• Mladic n'est pas un monstre

     

    La défense de l'ancien chef militaire estime qu'il a fait son devoir en protégeant son peuple et son pays en temps de guerre.

    L'ancien chef militaire des Serbes de Bosnie, Ratko Mladic, n'est «pas un monstre», mais un soldat, ont plaidé vendredi ses avocats. Ils estiment qu'il devrait être acquitté de génocide, crimes contre l'humanité et crimes de guerre.

    Celui qui était autrefois surnommé le «boucher des Balkans», âgé aujourd'hui de 74 ans, est accusé d'avoir entrepris le «nettoyage ethnique» d'une partie de la Bosnie en vue de créer un État serbe ethniquement pur, lors de cette guerre (1992-1995). Le conflit a fait plus de 100'000 morts et 2,2 millions de déplacés.

    Il est également accusé de génocide pour son rôle dans le massacre de près de 8000 hommes et garçons musulmans en juillet 1995 à Srebrenica.
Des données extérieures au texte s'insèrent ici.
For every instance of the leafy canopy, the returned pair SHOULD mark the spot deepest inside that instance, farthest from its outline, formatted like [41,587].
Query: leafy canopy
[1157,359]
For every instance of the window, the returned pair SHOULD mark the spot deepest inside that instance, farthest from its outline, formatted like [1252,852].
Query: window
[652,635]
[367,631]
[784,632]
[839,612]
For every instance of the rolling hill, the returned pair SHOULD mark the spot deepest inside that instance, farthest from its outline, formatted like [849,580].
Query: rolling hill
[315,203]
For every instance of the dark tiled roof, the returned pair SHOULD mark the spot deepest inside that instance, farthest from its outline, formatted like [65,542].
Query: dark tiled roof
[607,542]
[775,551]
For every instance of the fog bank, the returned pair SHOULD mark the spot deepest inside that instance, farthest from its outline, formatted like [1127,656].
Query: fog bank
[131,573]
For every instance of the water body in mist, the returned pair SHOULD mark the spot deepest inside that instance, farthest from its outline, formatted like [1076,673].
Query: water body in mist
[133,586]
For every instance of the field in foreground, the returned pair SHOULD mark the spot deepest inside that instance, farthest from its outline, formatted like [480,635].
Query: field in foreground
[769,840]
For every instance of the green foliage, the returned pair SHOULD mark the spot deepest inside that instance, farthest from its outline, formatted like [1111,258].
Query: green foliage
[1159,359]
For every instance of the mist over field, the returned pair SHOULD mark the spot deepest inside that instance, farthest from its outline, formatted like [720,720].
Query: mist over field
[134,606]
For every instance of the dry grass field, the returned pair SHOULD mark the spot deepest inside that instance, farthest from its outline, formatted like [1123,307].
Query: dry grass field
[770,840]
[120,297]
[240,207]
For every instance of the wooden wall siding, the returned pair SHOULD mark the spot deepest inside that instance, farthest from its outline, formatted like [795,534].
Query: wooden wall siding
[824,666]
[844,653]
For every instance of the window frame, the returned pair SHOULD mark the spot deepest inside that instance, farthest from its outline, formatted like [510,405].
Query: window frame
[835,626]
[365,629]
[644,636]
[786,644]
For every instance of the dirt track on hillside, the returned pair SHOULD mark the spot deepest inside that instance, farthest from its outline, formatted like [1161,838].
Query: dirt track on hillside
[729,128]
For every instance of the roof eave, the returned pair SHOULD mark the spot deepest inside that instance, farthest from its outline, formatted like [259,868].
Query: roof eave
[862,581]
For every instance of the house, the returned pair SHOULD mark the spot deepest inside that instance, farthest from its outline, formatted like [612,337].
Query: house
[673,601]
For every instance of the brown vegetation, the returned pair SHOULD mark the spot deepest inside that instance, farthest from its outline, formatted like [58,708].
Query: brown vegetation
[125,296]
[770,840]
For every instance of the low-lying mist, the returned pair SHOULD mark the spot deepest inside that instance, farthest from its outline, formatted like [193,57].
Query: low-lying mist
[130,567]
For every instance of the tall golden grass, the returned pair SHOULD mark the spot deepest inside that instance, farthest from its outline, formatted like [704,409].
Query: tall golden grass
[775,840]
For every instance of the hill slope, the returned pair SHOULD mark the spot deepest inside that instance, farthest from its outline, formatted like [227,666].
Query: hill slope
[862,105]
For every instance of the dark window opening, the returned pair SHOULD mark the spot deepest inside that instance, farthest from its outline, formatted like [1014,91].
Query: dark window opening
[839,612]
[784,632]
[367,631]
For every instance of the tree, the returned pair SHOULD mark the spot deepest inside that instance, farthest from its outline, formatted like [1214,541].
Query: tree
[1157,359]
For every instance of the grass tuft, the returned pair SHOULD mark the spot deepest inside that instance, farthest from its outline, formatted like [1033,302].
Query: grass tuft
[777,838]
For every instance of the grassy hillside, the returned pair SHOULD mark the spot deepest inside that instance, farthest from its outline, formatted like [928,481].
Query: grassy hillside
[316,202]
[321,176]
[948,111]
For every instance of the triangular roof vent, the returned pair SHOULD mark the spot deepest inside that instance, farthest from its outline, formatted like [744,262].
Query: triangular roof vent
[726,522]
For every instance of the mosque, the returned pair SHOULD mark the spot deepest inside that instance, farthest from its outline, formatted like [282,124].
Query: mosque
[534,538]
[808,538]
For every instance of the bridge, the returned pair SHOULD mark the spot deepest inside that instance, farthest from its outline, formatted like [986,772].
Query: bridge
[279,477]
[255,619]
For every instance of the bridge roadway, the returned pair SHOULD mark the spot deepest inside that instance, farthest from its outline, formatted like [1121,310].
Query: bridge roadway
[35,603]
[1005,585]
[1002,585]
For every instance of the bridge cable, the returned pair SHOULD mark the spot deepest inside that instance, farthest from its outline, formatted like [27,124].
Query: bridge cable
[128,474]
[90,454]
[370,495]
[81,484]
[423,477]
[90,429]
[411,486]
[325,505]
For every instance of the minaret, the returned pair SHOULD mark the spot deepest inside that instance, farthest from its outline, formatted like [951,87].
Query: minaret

C'est le pire qu'ait connu l'Europe depuis la Deuxième Guerre mondiale.

    «Ratko Mladic n'est pas un monstre, il était un soldat se défendant face au monstre qu'était la machine de guerre islamique», a déclaré son avocat Branko Lukic au début d'une plaidoirie de trois jours devant le Tribunal pénal international pour l'ex-Yougoslavie (TPIY) à La Haye.

    Perpétuité requise

    Le procureur Alan Tieger avait requis mercredi la perpétuité à son encontre. «Le temps est venu pour le général Mladic d'être tenu responsable pour les crimes commis contre chacune de ses victimes et la communauté qu'il a détruite», avait-il souligné.

    Le bureau du procureur l'accuse de faits qui se sont produits «avant même qu'il ne soit aux commandes» et tente de «conférer au général Mladic des proportions et des capacités surhumaines, comme s'il était omniscient et omnipotent», a riposté la défense.«Ratko Mladic est un accusé, qui se tient devant vous tel un homme innocent».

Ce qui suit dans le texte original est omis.